Ballesteros M L, Sánchez C M, Enjuanes L
Department of Molecular and Cell Biology, Campus Universidad Autónoma,Cantoblanco, Madrid, Spain.
Virology. 1997 Jan 20;227(2):378-88. doi: 10.1006/viro.1996.8344.
To study the molecular basis of TGEV tropism, a collection of recombinants between the PUR46-MAD strain of transmissible gastroenteritis coronavirus (TGEV) infecting the enteric and respiratory tracts and the PTV strain, which only infects the respiratory tract, was generated. The recombinant isolation frequency was about 10(-9) recombinants per nucleotide and was 3.7-fold higher at the 5'-end of the S gene than in other areas of the genome. Thirty recombinants were plaque purified and characterized phenotypically and genetically. All recombinant viruses had a single crossover and had inherited the 5'- and 3'-halves of their genome from the enteric and respiratory parents, respectively. Recombinant viruses were classified into three groups, named 1 to 3, according to the location of the crossover. Group 1 recombinants had the crossover in the S gene, while in Groups 2 and 3 the crossovers were located in ORF1b and ORF1a, respectively. The tropism of the recombinants was studied. Recombinants of Group 1 had enteric and respiratory tropism, while Group 2 recombinants infected the respiratory, but not the enteric, tract. Viruses of both groups differed by two nucleotide changes at positions 214 and 655. Both changes may be in principle responsible for the loss of enteric tropism but only the change in nucleotide 655 was specifically found in the respiratory isolates and most likely this single nucleotide change, which leads to a substitution in amino acid 219 of the S protein, was responsible for the loss of enteric tropism in the closely related PUR46 isolates. The available data indicate that in order to infect enteric tract cells with TGEV, two different domains of the S protein, mapping between amino acids 522 and 744 and around amino acid 219, respectively, are involved. The first domain binds to porcine aminopeptidase N, the cellular receptor for TGEV. In the other domain maps a second factor of undefined nature but which may be the binding site for a coreceptor essential for the enteric tropism of TGEV.

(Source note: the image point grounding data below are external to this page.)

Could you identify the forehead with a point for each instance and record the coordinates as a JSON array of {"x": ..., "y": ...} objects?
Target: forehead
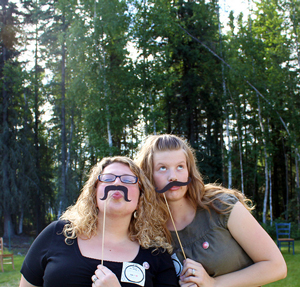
[
  {"x": 169, "y": 157},
  {"x": 117, "y": 168}
]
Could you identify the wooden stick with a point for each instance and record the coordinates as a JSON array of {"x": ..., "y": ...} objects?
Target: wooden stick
[
  {"x": 174, "y": 227},
  {"x": 103, "y": 230}
]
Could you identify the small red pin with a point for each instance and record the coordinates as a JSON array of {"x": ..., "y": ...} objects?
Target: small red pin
[{"x": 205, "y": 245}]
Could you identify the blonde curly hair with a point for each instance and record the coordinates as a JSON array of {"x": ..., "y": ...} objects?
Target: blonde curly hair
[
  {"x": 148, "y": 227},
  {"x": 205, "y": 196}
]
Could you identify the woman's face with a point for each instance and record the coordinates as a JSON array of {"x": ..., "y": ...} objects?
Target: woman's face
[
  {"x": 170, "y": 166},
  {"x": 116, "y": 199}
]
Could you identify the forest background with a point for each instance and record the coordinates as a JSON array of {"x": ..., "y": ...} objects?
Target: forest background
[{"x": 104, "y": 74}]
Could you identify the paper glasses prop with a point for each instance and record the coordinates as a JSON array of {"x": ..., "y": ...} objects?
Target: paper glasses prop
[
  {"x": 167, "y": 187},
  {"x": 107, "y": 189}
]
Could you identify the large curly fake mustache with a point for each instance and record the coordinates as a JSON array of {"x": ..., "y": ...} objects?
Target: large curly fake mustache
[
  {"x": 173, "y": 183},
  {"x": 116, "y": 187}
]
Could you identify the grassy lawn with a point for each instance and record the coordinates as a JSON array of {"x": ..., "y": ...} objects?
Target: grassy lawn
[
  {"x": 293, "y": 264},
  {"x": 11, "y": 278}
]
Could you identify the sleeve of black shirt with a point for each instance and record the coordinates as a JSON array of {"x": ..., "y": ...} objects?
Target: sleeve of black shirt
[
  {"x": 167, "y": 275},
  {"x": 36, "y": 258}
]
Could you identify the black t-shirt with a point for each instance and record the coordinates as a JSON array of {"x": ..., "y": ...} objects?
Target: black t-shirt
[{"x": 50, "y": 262}]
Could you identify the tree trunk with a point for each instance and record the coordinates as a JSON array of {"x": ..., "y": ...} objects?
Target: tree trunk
[
  {"x": 266, "y": 164},
  {"x": 62, "y": 203}
]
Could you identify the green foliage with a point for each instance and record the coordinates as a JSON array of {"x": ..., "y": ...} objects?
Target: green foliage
[{"x": 102, "y": 101}]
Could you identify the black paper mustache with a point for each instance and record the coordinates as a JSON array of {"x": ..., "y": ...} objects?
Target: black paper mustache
[
  {"x": 116, "y": 187},
  {"x": 173, "y": 183}
]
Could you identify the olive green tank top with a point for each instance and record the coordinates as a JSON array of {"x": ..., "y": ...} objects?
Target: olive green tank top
[{"x": 207, "y": 240}]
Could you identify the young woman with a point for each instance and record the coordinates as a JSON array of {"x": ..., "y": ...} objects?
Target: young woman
[
  {"x": 116, "y": 221},
  {"x": 223, "y": 243}
]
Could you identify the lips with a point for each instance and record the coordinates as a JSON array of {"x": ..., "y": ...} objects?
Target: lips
[{"x": 117, "y": 195}]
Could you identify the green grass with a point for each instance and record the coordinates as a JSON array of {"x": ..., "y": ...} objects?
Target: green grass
[
  {"x": 293, "y": 264},
  {"x": 11, "y": 278}
]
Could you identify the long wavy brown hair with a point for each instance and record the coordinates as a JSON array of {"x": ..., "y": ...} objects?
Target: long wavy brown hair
[
  {"x": 148, "y": 227},
  {"x": 205, "y": 196}
]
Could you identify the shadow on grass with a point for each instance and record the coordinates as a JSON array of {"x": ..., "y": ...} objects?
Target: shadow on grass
[{"x": 11, "y": 278}]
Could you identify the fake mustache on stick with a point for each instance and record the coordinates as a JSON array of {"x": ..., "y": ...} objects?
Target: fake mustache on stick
[
  {"x": 116, "y": 187},
  {"x": 173, "y": 183}
]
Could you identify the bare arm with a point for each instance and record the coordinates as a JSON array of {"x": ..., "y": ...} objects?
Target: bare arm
[
  {"x": 269, "y": 265},
  {"x": 25, "y": 283}
]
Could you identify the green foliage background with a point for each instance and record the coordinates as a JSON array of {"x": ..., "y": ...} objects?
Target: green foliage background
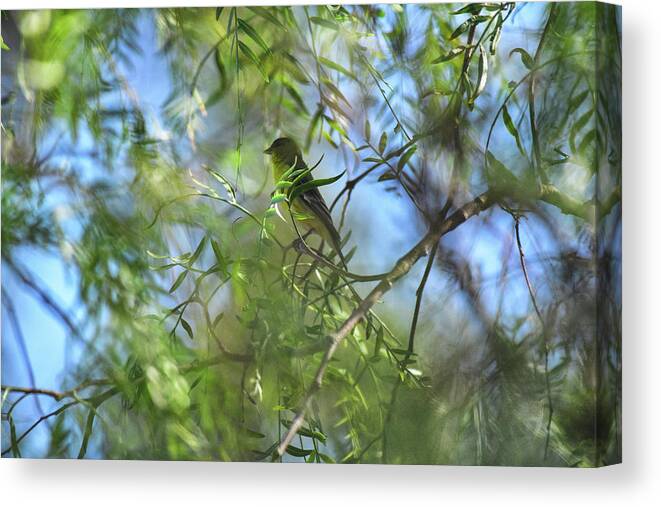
[{"x": 198, "y": 327}]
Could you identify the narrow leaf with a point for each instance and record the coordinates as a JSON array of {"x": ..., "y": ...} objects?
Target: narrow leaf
[
  {"x": 180, "y": 279},
  {"x": 525, "y": 57},
  {"x": 336, "y": 66},
  {"x": 250, "y": 32}
]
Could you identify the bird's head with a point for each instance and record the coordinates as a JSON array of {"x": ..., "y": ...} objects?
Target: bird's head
[{"x": 284, "y": 152}]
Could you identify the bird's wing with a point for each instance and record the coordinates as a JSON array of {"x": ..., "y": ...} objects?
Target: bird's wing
[{"x": 315, "y": 202}]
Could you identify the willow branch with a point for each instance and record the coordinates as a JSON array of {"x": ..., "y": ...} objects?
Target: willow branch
[{"x": 401, "y": 268}]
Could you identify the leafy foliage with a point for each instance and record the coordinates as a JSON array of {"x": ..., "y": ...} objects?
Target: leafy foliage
[{"x": 201, "y": 318}]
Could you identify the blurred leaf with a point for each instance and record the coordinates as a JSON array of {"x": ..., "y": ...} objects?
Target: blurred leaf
[
  {"x": 511, "y": 128},
  {"x": 525, "y": 58},
  {"x": 180, "y": 279},
  {"x": 253, "y": 58},
  {"x": 336, "y": 66},
  {"x": 250, "y": 32},
  {"x": 453, "y": 53},
  {"x": 324, "y": 22}
]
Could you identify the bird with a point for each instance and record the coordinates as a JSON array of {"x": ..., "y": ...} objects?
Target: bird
[{"x": 309, "y": 208}]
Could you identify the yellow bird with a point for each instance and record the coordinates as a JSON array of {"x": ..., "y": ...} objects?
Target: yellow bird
[{"x": 309, "y": 208}]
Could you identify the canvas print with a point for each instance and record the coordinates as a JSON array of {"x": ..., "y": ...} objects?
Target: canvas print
[{"x": 379, "y": 233}]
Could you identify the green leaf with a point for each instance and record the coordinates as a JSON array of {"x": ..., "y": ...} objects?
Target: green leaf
[
  {"x": 14, "y": 441},
  {"x": 468, "y": 9},
  {"x": 388, "y": 175},
  {"x": 198, "y": 251},
  {"x": 278, "y": 198},
  {"x": 218, "y": 252},
  {"x": 266, "y": 14},
  {"x": 180, "y": 279},
  {"x": 482, "y": 71},
  {"x": 336, "y": 66},
  {"x": 298, "y": 452},
  {"x": 253, "y": 58},
  {"x": 577, "y": 127},
  {"x": 405, "y": 158},
  {"x": 187, "y": 327},
  {"x": 293, "y": 93},
  {"x": 575, "y": 103},
  {"x": 250, "y": 32},
  {"x": 325, "y": 23},
  {"x": 88, "y": 432},
  {"x": 495, "y": 36},
  {"x": 461, "y": 28},
  {"x": 453, "y": 53},
  {"x": 525, "y": 57},
  {"x": 383, "y": 142},
  {"x": 225, "y": 182},
  {"x": 511, "y": 128},
  {"x": 474, "y": 20}
]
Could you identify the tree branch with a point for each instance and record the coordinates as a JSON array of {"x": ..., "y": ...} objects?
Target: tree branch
[{"x": 401, "y": 268}]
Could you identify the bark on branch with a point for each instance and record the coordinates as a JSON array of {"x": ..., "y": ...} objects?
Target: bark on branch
[{"x": 401, "y": 268}]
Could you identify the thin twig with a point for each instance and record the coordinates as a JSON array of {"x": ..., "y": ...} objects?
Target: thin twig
[
  {"x": 401, "y": 268},
  {"x": 549, "y": 399}
]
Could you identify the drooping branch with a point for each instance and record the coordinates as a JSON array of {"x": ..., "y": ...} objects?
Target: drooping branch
[{"x": 400, "y": 269}]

为研究猪传染性胃肠炎病毒(TGEV)嗜性的分子基础,构建了感染肠道和呼吸道的TGEV PUR46-MAD株与仅感染呼吸道的PTV株之间的一系列重组体。重组体的分离频率约为每核苷酸10^(-9)个重组体,在S基因的5'端比基因组的其他区域高3.7倍。对30个重组体进行了噬斑纯化,并进行了表型和遗传特征分析。所有重组病毒都有一个单交换,并分别从肠道亲本和呼吸道亲本继承了其基因组的5'端和3'端。根据交换位点的位置,重组病毒被分为三组,命名为1至3组。第1组重组体在S基因中有交换,而第2组和第3组的交换分别位于ORF1b和ORF1a中。研究了重组体的嗜性。第1组重组体具有肠道和呼吸道嗜性,而第2组重组体感染呼吸道,但不感染肠道。两组病毒在第214位和第655位有两个核苷酸变化。这两个变化原则上都可能导致肠道嗜性的丧失,但只有第655位的核苷酸变化在呼吸道分离株中被特异性发现,很可能是这个单核苷酸变化导致S蛋白第219位氨基酸的替换,从而导致密切相关的PUR46分离株肠道嗜性的丧失。现有数据表明,为了使TGEV感染肠道细胞,S蛋白的两个不同结构域分别位于氨基酸522至744之间和氨基酸219周围。第一个结构域与TGEV的细胞受体猪氨肽酶N结合。在另一个结构域中映射了一个性质未明的第二个因子,但它可能是TGEV肠道嗜性所必需的共受体的结合位点。